Pogroms & CEOs

Print edition : September 19, 2014
A definitive work on the law on international crimes.

WHAT is the legal and moral responsibility of a head of government for a pogrom staged on his watch? He is, of course, accountable to the legislature. That means little. His party is in a majority there. The media is there; but sections of it will defend the head of government be he the Prime Minister of the country or the Chief Minister of a State. It is international responsibility which matters.

The author is an Associate Professor at the University of Minnesota Law School. She got her doctorate at Oxford where she was a Rhodes Scholar. Among her many qualifications is her internship at the office of the Prosecutor at the Extraordinary Chambers in the Courts of Cambodia and with the Legal and Treaties Division of the Ministry of External Affairs.

This scholarly work is a classic of its kind. Neha Jain has drawn on cases in the United Kingdom, Germany, the International Criminal Tribunals for the former Yugoslavia and Rwanda, the International Criminal Court, Special Panels for Serious Crimes, Special Court for Sierra Leone, extraordinary Chambers in the Courts of Cambodia, and post-Second World War Military Trials. Relevant international instruments are cited. No pains have been spared to make this a truly definitive work on the law on the subject.

“Mass atrocity has been an unfortunately persistent occurrence throughout human history; the phenomenon of holding individuals criminally responsible for its commission is, in contrast, a relatively recent development. Crimes against international law are committed by men, not by abstract entities and only by punishing individuals who commit such crimes can the provisions of international law be enforced.” The author remarks that this ringing pronouncement by the International Military Tribunal at Nuremberg has become a talisman for international criminal lawyers ever since the historic trials conducted after the Second World War. “Banishment of the spectre of collective guilt has been sought with repeated incantations of the principle of individual responsibility in constitutive documents of international tribunals, judgments and scholarly writing.”

Neha Jain defines the distinctive features of international crimes and traces the origins of individual responsibility for collective crimes in international criminal law. Domestic criminal law on “the accessory to crime” sheds much light. When can the head of government be said to aid, abet, and instigate a pogrom? The nexus between the principal party and the secondary party is of crucial importance. The mens rea, the guilty mind or the intention, even knowledge of the crimes on his watch, suffice to fix the head of government with responsibility in international criminal law for the crimes committed during the pogrom.

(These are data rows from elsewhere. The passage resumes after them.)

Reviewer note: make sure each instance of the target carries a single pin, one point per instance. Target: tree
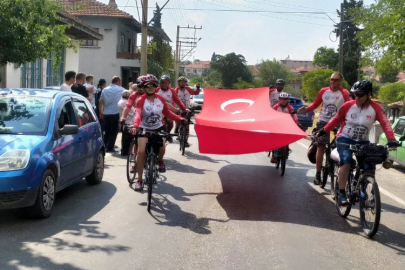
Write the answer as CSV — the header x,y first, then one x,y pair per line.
x,y
384,31
326,58
313,81
271,70
31,29
391,92
231,67
351,47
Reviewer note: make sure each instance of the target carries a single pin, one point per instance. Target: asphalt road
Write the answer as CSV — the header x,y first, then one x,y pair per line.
x,y
209,212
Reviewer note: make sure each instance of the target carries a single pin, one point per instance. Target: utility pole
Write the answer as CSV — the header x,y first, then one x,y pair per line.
x,y
178,44
144,45
341,39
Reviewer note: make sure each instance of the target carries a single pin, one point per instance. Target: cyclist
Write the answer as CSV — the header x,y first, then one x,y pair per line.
x,y
149,112
283,106
357,116
332,98
184,93
171,98
275,92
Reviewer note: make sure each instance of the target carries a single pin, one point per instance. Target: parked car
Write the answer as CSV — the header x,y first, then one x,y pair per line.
x,y
398,127
197,101
305,119
48,141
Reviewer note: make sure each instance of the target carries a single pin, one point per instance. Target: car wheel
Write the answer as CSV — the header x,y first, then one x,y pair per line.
x,y
45,200
98,171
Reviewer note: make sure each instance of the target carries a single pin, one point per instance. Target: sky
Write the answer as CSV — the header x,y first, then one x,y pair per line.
x,y
270,33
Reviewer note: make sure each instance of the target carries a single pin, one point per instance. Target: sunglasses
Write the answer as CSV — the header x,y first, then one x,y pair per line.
x,y
360,94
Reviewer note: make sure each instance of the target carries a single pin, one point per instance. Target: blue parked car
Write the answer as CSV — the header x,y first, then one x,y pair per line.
x,y
305,119
48,141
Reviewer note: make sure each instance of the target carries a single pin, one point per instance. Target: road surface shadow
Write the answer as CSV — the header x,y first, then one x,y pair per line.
x,y
74,207
258,193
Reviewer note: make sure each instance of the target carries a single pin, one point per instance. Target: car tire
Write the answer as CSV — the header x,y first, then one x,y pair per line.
x,y
45,199
96,175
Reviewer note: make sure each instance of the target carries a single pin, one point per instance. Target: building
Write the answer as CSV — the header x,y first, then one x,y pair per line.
x,y
198,69
40,73
117,54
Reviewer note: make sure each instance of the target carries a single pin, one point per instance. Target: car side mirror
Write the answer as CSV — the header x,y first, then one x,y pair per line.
x,y
69,130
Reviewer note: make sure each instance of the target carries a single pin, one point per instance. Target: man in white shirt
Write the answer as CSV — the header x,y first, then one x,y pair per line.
x,y
69,80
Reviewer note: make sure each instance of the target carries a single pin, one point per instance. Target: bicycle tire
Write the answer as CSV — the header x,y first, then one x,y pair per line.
x,y
370,229
131,162
343,211
151,175
283,160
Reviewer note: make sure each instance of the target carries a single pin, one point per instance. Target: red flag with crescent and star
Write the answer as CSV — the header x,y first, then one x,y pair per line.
x,y
236,122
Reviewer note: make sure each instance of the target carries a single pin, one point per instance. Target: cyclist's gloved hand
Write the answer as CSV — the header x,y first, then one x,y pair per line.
x,y
320,133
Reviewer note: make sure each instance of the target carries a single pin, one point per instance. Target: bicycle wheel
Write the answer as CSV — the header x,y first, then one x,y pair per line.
x,y
325,169
370,206
150,180
131,162
283,159
343,211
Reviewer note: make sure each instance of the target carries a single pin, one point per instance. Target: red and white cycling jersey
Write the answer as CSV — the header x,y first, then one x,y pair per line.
x,y
170,96
185,93
357,122
273,95
332,102
149,115
287,109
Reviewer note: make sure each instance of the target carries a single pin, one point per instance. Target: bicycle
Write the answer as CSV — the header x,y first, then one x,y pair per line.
x,y
327,163
362,186
183,131
151,164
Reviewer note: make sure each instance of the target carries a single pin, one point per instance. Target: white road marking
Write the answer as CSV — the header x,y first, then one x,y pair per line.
x,y
382,190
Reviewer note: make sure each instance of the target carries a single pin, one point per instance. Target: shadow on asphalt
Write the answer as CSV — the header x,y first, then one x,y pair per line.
x,y
74,207
258,193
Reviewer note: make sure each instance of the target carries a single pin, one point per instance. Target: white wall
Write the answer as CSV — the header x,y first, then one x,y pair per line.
x,y
102,61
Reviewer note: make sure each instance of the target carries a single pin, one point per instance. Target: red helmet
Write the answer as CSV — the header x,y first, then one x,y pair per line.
x,y
146,79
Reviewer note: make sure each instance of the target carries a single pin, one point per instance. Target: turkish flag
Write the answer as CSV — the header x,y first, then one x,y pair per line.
x,y
241,122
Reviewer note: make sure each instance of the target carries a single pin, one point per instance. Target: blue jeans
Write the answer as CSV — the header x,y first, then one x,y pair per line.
x,y
345,155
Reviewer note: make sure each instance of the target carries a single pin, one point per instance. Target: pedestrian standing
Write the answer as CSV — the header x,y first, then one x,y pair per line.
x,y
78,87
109,111
69,80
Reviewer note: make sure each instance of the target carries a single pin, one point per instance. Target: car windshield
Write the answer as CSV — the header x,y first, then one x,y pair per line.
x,y
24,115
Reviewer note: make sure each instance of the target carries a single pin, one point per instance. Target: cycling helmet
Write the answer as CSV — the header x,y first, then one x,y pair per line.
x,y
362,86
281,81
146,79
165,78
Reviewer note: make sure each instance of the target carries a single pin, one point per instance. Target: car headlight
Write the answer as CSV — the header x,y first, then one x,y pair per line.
x,y
13,160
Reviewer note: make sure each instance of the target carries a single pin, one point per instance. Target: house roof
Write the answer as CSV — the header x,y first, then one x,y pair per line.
x,y
78,29
201,64
95,8
254,70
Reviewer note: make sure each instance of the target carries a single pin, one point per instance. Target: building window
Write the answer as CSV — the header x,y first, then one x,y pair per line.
x,y
90,42
55,78
31,74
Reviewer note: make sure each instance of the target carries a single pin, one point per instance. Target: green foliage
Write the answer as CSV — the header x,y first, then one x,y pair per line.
x,y
231,67
326,58
241,84
31,29
271,70
391,92
384,31
313,81
352,49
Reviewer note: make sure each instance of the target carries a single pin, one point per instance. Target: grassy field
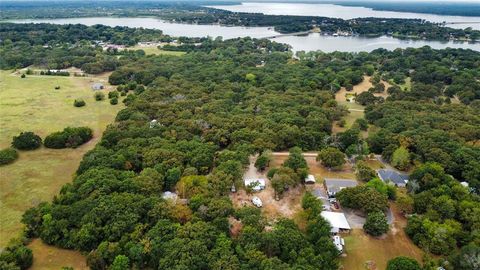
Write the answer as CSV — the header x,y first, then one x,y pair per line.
x,y
366,252
47,257
33,104
156,51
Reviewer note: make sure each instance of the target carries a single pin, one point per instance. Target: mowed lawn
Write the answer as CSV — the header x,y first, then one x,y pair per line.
x,y
367,252
32,104
48,257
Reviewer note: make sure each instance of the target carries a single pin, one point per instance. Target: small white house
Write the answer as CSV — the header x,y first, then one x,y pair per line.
x,y
338,242
257,202
338,221
167,195
310,179
255,184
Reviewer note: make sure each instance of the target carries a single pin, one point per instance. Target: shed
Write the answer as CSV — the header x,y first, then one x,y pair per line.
x,y
398,179
310,179
334,185
97,86
338,221
255,184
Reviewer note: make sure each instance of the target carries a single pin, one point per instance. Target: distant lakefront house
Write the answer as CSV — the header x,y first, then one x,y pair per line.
x,y
97,86
398,179
334,185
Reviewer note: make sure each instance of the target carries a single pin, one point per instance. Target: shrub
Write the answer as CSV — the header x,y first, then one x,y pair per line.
x,y
27,141
376,223
16,256
113,94
99,96
79,103
69,137
7,156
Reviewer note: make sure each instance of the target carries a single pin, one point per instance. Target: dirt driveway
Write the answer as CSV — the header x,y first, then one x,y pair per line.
x,y
287,206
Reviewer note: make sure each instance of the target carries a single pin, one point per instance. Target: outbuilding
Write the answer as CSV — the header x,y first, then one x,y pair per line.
x,y
392,176
334,185
255,184
310,179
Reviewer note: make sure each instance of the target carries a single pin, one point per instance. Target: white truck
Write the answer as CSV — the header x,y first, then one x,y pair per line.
x,y
257,202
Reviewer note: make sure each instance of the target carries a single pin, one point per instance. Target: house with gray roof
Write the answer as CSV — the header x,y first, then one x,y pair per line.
x,y
334,185
97,86
392,176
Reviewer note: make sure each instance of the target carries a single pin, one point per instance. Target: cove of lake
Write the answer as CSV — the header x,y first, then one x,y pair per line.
x,y
347,12
311,42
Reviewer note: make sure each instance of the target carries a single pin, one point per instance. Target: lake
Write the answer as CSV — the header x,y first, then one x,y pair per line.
x,y
311,42
346,13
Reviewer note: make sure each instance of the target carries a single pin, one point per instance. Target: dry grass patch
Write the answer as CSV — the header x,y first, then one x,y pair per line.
x,y
363,250
49,257
33,104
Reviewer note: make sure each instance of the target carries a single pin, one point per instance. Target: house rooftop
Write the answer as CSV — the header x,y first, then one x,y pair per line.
x,y
394,176
334,185
336,220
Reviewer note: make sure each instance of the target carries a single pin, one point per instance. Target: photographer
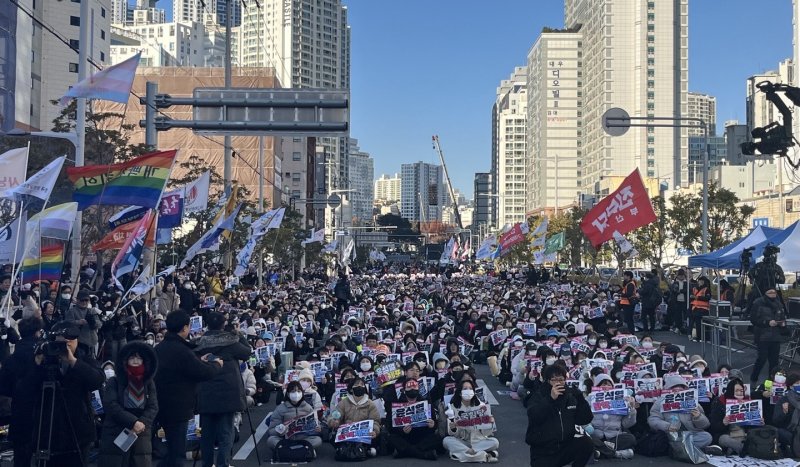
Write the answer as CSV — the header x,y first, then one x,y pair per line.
x,y
77,374
769,330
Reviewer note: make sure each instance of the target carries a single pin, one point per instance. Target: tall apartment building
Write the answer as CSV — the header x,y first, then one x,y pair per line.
x,y
37,67
422,191
509,148
387,188
192,10
634,56
704,107
362,170
554,128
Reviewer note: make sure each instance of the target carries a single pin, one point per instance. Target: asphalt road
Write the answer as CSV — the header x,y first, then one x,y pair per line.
x,y
510,415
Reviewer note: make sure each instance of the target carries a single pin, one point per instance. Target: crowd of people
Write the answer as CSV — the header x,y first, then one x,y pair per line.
x,y
376,363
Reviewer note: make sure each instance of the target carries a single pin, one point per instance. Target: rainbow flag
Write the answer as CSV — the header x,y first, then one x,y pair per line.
x,y
46,267
138,182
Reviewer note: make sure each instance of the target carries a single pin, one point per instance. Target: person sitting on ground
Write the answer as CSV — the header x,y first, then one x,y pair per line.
x,y
694,422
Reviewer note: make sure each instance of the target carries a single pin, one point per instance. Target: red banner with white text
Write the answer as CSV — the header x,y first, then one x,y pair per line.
x,y
625,209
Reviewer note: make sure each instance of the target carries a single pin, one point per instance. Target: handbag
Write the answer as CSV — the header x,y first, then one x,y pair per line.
x,y
351,452
683,449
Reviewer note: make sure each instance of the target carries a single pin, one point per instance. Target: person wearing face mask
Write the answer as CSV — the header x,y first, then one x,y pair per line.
x,y
356,407
293,406
418,442
466,443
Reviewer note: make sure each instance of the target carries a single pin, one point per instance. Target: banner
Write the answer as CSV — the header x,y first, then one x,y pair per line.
x,y
414,415
682,401
476,418
610,402
195,195
306,425
624,210
358,432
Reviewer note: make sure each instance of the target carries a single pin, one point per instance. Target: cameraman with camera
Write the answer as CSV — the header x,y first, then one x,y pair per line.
x,y
72,374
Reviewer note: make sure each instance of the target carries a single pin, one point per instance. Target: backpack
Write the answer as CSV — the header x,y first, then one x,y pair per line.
x,y
288,450
653,444
762,443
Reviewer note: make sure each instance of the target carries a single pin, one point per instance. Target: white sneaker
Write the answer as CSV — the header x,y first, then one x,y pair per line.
x,y
625,454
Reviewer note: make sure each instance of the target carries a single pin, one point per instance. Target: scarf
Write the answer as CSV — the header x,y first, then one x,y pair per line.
x,y
134,393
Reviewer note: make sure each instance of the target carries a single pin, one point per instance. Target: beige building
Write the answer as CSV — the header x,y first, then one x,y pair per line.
x,y
634,56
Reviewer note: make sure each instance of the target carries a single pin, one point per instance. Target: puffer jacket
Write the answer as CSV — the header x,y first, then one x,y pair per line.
x,y
659,420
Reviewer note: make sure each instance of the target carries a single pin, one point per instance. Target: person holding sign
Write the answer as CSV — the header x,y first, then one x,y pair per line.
x,y
292,407
730,433
608,433
470,426
693,420
553,412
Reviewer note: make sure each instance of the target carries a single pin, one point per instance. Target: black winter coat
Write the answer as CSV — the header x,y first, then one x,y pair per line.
x,y
551,423
225,392
117,417
180,371
76,386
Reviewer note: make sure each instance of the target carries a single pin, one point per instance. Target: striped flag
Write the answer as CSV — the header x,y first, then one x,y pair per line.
x,y
112,84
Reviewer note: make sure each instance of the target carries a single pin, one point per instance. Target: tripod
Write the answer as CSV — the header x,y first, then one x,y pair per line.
x,y
51,389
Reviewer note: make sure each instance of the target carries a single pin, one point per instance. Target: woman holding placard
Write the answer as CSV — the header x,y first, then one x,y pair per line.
x,y
470,426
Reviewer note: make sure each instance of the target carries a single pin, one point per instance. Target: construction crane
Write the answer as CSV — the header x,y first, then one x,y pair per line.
x,y
438,149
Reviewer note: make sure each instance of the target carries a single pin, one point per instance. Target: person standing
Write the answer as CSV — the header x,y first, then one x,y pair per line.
x,y
222,397
627,301
769,330
176,384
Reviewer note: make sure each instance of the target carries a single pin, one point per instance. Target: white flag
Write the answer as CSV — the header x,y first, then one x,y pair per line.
x,y
13,168
195,196
318,236
12,241
41,183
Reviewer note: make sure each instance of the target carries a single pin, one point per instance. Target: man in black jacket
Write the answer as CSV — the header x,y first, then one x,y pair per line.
x,y
220,398
179,373
553,413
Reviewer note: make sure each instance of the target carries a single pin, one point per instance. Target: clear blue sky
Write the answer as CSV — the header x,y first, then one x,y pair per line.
x,y
424,67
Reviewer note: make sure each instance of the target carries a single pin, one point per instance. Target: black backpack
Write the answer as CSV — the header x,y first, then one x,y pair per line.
x,y
288,450
762,443
653,444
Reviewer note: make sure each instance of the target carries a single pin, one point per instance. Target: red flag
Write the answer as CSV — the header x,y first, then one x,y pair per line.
x,y
625,209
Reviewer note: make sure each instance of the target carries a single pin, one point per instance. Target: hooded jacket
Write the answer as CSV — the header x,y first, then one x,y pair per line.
x,y
225,392
117,417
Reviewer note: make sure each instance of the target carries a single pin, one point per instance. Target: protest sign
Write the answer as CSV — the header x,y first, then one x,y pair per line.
x,y
608,402
414,415
387,372
358,432
476,418
306,425
744,412
682,401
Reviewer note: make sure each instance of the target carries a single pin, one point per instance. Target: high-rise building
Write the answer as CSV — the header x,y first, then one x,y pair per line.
x,y
193,10
634,56
704,107
387,189
509,148
422,191
42,66
554,99
362,171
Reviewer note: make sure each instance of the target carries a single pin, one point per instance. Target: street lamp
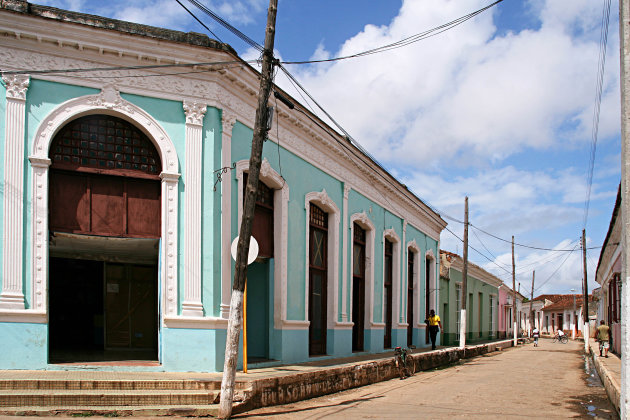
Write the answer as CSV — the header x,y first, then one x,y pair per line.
x,y
574,317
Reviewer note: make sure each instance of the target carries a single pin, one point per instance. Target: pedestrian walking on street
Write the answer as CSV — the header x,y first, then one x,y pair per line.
x,y
603,336
435,325
536,335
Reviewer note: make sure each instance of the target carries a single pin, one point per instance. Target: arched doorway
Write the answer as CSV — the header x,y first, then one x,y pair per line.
x,y
104,223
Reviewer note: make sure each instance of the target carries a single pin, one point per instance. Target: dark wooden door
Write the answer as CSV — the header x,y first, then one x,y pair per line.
x,y
410,271
318,267
387,342
262,228
427,295
131,306
358,288
93,204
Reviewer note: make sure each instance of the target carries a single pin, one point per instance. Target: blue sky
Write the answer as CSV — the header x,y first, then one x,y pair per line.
x,y
499,109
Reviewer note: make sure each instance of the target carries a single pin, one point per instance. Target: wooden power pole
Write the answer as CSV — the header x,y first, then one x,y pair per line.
x,y
532,321
236,303
462,319
586,332
514,324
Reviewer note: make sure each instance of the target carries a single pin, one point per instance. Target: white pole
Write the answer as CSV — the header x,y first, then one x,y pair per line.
x,y
462,329
624,35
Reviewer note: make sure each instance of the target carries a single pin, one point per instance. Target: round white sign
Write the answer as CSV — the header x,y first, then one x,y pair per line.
x,y
253,250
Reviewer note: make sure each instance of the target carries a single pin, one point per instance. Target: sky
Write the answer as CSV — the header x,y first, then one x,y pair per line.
x,y
499,109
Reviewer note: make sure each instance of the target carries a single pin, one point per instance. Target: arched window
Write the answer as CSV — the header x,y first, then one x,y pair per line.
x,y
104,179
105,144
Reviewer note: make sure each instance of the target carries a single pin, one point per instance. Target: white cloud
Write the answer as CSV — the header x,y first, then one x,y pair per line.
x,y
466,93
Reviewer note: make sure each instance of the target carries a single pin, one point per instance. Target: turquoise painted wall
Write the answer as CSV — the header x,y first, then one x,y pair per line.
x,y
211,214
193,350
23,345
478,316
3,109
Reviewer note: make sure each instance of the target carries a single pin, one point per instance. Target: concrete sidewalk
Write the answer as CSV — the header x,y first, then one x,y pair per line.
x,y
609,370
260,387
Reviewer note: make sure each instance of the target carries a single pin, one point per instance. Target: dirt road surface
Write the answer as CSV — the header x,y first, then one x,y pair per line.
x,y
550,381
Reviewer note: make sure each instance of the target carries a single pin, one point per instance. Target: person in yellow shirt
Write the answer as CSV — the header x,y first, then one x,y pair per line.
x,y
435,325
602,334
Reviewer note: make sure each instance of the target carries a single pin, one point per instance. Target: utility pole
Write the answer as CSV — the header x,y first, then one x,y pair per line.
x,y
532,323
462,320
624,37
586,332
251,190
514,294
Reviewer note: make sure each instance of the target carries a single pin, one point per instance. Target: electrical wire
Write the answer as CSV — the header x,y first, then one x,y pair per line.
x,y
116,68
552,274
596,110
200,22
406,41
227,26
526,246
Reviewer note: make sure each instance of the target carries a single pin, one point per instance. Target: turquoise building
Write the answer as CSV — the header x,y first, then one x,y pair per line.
x,y
122,191
482,306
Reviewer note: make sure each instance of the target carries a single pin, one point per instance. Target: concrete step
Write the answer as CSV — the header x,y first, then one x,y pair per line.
x,y
100,397
119,411
114,384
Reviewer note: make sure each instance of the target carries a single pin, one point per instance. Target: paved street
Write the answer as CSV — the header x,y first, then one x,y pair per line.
x,y
549,381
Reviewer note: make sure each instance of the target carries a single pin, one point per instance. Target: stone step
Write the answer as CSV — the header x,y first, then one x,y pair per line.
x,y
115,384
100,397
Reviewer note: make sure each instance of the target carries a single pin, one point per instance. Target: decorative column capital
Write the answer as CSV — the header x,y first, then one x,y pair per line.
x,y
346,191
195,111
16,85
228,120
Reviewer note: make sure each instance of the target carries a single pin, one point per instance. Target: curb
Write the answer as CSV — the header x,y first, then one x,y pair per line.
x,y
613,388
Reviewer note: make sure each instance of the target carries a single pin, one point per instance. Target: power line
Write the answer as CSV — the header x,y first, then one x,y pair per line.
x,y
596,110
228,26
200,22
552,274
406,41
117,68
527,246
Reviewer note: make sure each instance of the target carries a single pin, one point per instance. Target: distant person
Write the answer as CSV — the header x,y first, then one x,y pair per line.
x,y
536,335
435,325
603,336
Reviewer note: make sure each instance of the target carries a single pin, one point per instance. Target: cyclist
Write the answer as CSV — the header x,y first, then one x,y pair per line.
x,y
603,336
536,335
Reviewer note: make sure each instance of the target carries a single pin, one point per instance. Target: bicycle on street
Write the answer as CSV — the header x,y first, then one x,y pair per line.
x,y
404,361
562,339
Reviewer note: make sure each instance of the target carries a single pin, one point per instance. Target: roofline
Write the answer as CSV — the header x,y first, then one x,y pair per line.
x,y
201,40
611,226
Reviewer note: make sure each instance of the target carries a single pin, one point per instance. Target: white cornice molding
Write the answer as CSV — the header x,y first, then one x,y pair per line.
x,y
16,86
24,316
195,111
191,322
413,246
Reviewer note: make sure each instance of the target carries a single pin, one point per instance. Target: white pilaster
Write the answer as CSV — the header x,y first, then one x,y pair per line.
x,y
228,121
344,287
192,306
12,296
40,233
404,281
169,249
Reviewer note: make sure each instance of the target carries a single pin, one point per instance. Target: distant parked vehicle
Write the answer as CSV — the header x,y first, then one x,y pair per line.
x,y
404,361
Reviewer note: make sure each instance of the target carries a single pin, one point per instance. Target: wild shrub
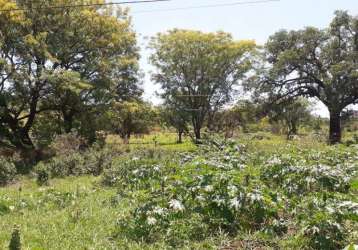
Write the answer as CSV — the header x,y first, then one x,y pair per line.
x,y
62,166
43,174
7,171
66,144
15,242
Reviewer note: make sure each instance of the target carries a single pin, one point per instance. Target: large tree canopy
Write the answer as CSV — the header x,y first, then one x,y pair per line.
x,y
315,63
60,59
198,71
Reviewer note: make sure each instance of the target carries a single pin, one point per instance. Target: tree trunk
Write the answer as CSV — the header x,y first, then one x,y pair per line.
x,y
335,133
180,133
197,133
293,128
68,122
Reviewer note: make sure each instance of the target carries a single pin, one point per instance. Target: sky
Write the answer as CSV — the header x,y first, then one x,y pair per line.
x,y
255,21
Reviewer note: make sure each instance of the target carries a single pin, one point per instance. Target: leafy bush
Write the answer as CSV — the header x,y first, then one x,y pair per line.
x,y
42,173
15,242
67,144
7,171
62,166
223,188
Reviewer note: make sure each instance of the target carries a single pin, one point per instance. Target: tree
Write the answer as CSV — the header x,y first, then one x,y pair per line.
x,y
60,59
198,71
175,118
315,63
291,114
128,117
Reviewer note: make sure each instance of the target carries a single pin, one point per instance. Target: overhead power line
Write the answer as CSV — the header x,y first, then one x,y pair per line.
x,y
82,5
207,6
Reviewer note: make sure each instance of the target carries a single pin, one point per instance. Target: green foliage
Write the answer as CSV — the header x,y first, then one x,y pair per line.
x,y
7,171
15,242
129,117
43,174
314,63
64,64
198,71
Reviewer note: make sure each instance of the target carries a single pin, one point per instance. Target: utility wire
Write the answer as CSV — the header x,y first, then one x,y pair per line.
x,y
207,6
82,5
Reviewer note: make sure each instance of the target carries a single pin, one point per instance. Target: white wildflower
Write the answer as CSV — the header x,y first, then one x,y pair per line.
x,y
159,211
209,188
151,221
176,205
235,203
200,198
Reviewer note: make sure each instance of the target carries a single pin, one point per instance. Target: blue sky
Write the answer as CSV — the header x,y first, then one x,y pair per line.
x,y
252,21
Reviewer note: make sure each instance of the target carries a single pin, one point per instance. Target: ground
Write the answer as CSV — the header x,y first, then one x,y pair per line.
x,y
79,212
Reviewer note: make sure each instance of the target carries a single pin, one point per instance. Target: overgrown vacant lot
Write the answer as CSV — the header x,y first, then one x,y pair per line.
x,y
250,193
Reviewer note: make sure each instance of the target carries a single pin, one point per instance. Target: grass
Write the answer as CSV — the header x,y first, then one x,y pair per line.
x,y
79,213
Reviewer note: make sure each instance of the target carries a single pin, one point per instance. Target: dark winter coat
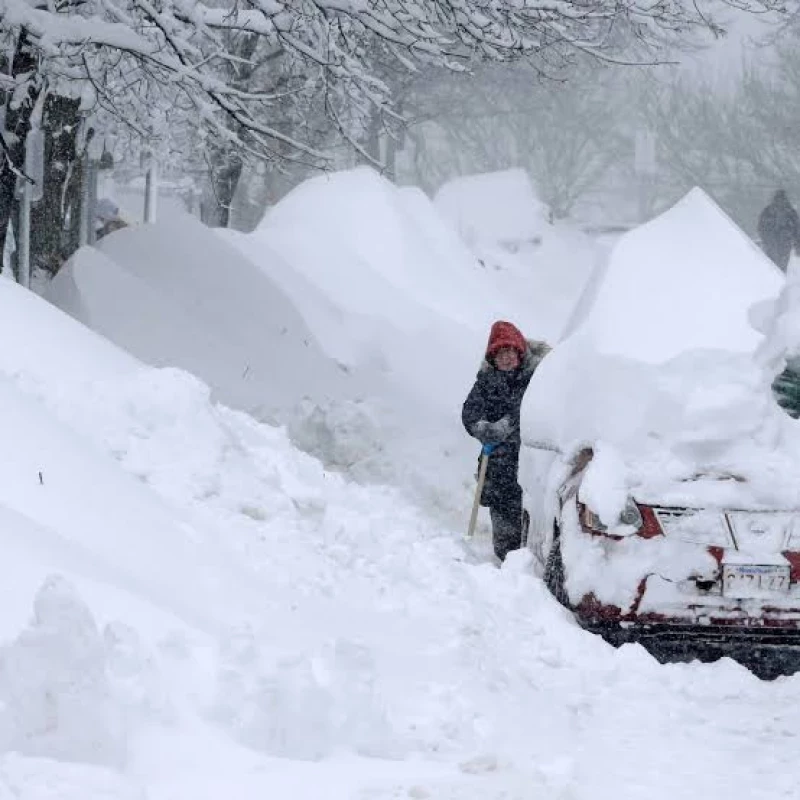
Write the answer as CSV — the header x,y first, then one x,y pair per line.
x,y
494,395
779,230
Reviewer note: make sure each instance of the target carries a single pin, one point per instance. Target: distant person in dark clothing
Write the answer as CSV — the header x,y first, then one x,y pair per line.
x,y
491,414
779,230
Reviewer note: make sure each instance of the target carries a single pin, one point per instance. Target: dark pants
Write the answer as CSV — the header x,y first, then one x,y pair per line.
x,y
503,496
778,251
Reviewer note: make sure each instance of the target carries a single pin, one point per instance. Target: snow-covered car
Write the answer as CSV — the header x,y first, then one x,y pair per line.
x,y
684,582
675,525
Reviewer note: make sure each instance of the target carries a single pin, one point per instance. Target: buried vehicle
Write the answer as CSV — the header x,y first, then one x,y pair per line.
x,y
686,583
678,524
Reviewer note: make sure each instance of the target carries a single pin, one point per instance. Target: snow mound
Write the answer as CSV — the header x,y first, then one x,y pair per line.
x,y
378,250
193,301
544,266
471,204
684,281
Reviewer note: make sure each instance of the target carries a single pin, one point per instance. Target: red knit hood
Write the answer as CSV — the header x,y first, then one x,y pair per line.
x,y
504,334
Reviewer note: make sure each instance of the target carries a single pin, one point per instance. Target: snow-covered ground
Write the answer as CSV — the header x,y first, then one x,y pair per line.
x,y
195,607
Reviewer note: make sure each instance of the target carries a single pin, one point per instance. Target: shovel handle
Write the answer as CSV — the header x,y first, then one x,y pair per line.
x,y
478,491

International criminal law is of recent birth. “This study represents a new approach to the challenge presented by assigning individual responsibility for crimes that are collective by their very nature. The modified accounts of perpetration and accessional responsibility proposed here engage with domestic criminal law principles, while simultaneously capturing the unique features of international crimes. The study assumes that principles of criminal responsibility developed in the domestic criminal law context are salient for international crimes. In this sense, there is no attempt to, as it were, reinvent the wheel; I take for granted the set of doctrinal justifications that have guided the ascription of responsibility in these systems, and make no claims to developing any alternative account of the theatrical foundations of criminal responsibility. At the same time, rather than making an indiscriminate commitment to any particular domestic conceptualisation of criminal responsibility, I use these divergent justifications in the form of guide posts to develop an account of modes of participation that are suited to the collective dimension of international crimes.”

Neha Jain does not stretch the law but she seeks to evolve the existing law by the tried methods of sound jurisprudence in order to fix responsibility where it should properly lie.